III. The jury’s award of punitive damages and the court’s award of attorney fees are totally unjustified
The jury awarded McCombs $100,000 in punitive damages with respect to her Ohio statutory claim of sexual harassment, meaning that it found that McCombs had proven by clear and convincing evidence that Meijer exhibited “actual malice” in responding to her complaints. Ohio Rev. Code Ann. § 2315.21(C). Actual malice exists under Ohio law where a defendant engages in conduct with “a conscious disregard for the rights and safety of other persons that has a great possibility of causing substantial harm.” Preston v. Murty, 32 Ohio St.3d 334, 512 N.E.2d 1174, 1174 (1987). In order to recover punitive damages, McCombs had to prove that Meijer had actual “subjective knowledge of the danger posed” by Pound. Malone v. Courtyard by Marriott, Ltd. P’ship., 74 Ohio St.3d 440, 659 N.E.2d 1242, 1243 (1996).

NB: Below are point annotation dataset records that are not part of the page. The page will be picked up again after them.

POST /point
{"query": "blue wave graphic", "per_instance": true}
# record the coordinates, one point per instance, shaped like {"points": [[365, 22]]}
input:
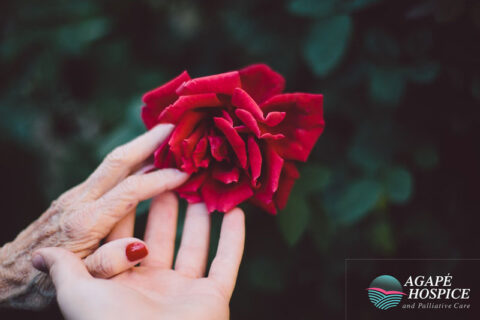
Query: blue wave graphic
{"points": [[384, 301]]}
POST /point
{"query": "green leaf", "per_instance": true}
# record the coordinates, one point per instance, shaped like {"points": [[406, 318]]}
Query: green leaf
{"points": [[265, 274], [426, 157], [350, 203], [424, 73], [326, 44], [73, 38], [399, 184], [382, 238], [387, 86], [381, 45], [293, 220]]}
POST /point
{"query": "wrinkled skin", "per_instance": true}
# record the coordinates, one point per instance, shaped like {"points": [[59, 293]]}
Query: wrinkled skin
{"points": [[101, 206], [157, 289]]}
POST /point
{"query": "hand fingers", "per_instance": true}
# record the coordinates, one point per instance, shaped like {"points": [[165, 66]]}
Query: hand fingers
{"points": [[193, 252], [116, 203], [116, 257], [161, 230], [121, 161], [225, 266], [124, 228], [64, 267]]}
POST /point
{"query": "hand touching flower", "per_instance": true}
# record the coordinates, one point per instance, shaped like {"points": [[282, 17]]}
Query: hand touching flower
{"points": [[237, 134], [104, 205]]}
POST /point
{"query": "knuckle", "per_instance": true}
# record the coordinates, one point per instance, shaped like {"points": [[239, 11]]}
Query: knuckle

There is no way, in my opinion, for the punitive damage award to stand. Based on the jury’s determination in favor of Meijer on McCombs’s Ohio common-law claim of sexual harassment, McCombs’s entire case hinges on what transpired during the 11 days between her November 25, 1997 written complaint and Pound’s last day of work on December 6, 1997. For the reasons stated above, the evidence of Meijer’s actions during this short period of time does not permit a finding that its response was reckless, indifferent, or unreasonable, much less a finding that it was guilty of actual malice. McCombs, in short, produced absolutely no evidence that Meijer had actual knowledge of any danger posed by Pound that it failed to timely act upon. I would therefore vacate the award of punitive damages. Needless to say, I would also vacate the award of more than $460,000 in attorney fees to McCombs’s counsel.
IV. Conclusion
For all of the reasons set forth above, I would reverse the district court’s decision to deny Meijer’s Rule 50(b) motion and remand the case with instructions to dismiss McCombs’s complaint.